Both Pam and Darryl were rushed to South Rand hospital where they were stabilised. They are two of the luckier South Africans who have recovered from the lifestyle diseases sweeping across the country. According to the Heart and Stroke Foundation, 225 South Africans are killed by heart diseases every day.

And yet it is not only the elderly who are impacted.

Desperation for answers

Phumeh Mathonsi is a 27-year-old stroke survivor in Mpumuza Location in rural KwaZulu Natal. When her mother found her lying on the floor, crying out in pain at 2am, they did not know that she had suffered a stroke.

“We used traditional medicines on Friday and Saturday. Then on Sunday afternoon our congregation came to pray for her. And then as a family we decided to take her to the hospital,” says her mother Thulisile, who has since quit her job to support Phumeh after her stroke. Her comment speaks to the family’s desperation for answers.

They would have to wait one year for an MRI scan. In the interim, left alone with their questions, Phumeh began to face ostracisation in the community who suspected her of being the victim of witchcraft.

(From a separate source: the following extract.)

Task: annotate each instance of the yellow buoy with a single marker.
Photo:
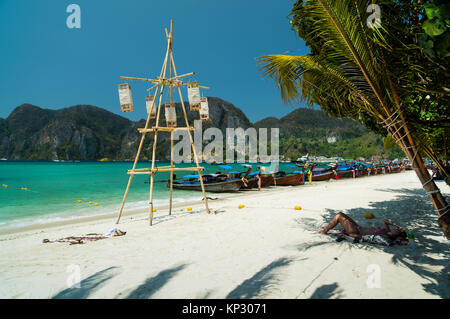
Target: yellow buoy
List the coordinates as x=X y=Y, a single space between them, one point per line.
x=369 y=215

“When I was able to walk again, I would walk around the community and I would see people whispering, talking about me.” She lost friends and family, entering a depression that is commonly seen among stroke survivors in response to the isolation they face.

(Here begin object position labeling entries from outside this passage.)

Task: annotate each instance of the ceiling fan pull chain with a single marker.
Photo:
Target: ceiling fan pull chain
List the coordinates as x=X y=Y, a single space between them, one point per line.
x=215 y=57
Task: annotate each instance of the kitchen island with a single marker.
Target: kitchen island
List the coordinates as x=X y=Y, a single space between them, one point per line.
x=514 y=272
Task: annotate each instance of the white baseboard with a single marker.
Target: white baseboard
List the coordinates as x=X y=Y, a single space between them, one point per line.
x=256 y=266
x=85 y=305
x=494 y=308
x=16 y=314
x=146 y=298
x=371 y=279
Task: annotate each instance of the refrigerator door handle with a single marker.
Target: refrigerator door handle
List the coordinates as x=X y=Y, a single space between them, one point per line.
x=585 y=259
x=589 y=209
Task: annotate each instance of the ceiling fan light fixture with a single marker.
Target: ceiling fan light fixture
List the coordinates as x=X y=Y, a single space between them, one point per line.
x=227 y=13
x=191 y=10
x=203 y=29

Not far from Mpumuza location, traditional healer Sebenzile Ndlovu, is seeing more and more stroke survivors coming to her for assistance. She believes that traditional beliefs can coexist with medical treatment. “Many people are suffering. You go into a taxi, there is a person with a stick. You go into the store, there is a person with a stick. There is a person with a wheelchair. There is a stroke crisis in our community.”

Social ostracisation

Ndlovu uses traditional healing methods, and then she also refers the survivors to the hospital. Strokes, she says, come in different forms – ancestral messages, bewitchment, and lifestyle diseases. Either way, she challenges the ostracisation of stroke survivors. “It is very difficult because they are still people,” she says. “They are still alive.”

Social ostracisation, paired with rural isolation, means accessing adequate care is a daily challenge for stroke survivors who should ideally be getting daily rehabilitation from occupational therapists, physiotherapists and speech therapists.

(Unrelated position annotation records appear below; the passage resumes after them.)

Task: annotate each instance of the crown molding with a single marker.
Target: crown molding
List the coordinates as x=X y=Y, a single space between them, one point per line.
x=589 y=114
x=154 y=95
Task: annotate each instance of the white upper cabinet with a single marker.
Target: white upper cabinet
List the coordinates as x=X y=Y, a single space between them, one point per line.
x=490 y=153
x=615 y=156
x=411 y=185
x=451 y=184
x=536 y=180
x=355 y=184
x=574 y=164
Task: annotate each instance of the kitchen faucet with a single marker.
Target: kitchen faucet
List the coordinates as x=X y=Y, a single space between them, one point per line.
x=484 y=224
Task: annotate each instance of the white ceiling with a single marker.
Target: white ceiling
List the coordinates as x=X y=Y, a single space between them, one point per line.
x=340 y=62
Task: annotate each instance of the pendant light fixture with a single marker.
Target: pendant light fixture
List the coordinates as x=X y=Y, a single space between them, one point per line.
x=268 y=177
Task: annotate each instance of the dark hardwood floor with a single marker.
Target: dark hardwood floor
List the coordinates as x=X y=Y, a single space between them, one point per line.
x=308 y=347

“If you don’t live in the city or near a hospital and you are a person with a disability there are almost no services for you,” says Kate Sherry, managing director of the NGO CREATE, which campaigns for community based rehabilitation and integration of people with disabilities.

“More than 40% of SA’s population live in rural areas and at the moment, access to rehab in rural areas is slim to none.”

'We have lost our dignity'

In KwaZulu-Natal for example, there are 458 occupational therapists, 940 physiotherapists and 88 speech therapists for a population of 10.3 million people. This is before one considers the hard-to-reach rural spaces that even ambulances struggle to access.

With these challenges in mind, community support for stroke survivors is of utmost urgency. Sadly, recent funding cuts by the National Lottery for the Stroke Aid support groups around the country mean more survivors may be left isolated, unable to celebrate the fact that this condition did not take their lives as it has so many other South Africans.

“The government and the community need more interest in one another,” says Pam, as a nurse gently raises her off her wheelchair. “We have lost our dignity. Do you know that the people who are disabled are just hungry for friendship?” she says, before tightly holding on to her walking stick and slowly making her way down the hospital passageway. – Health-e News.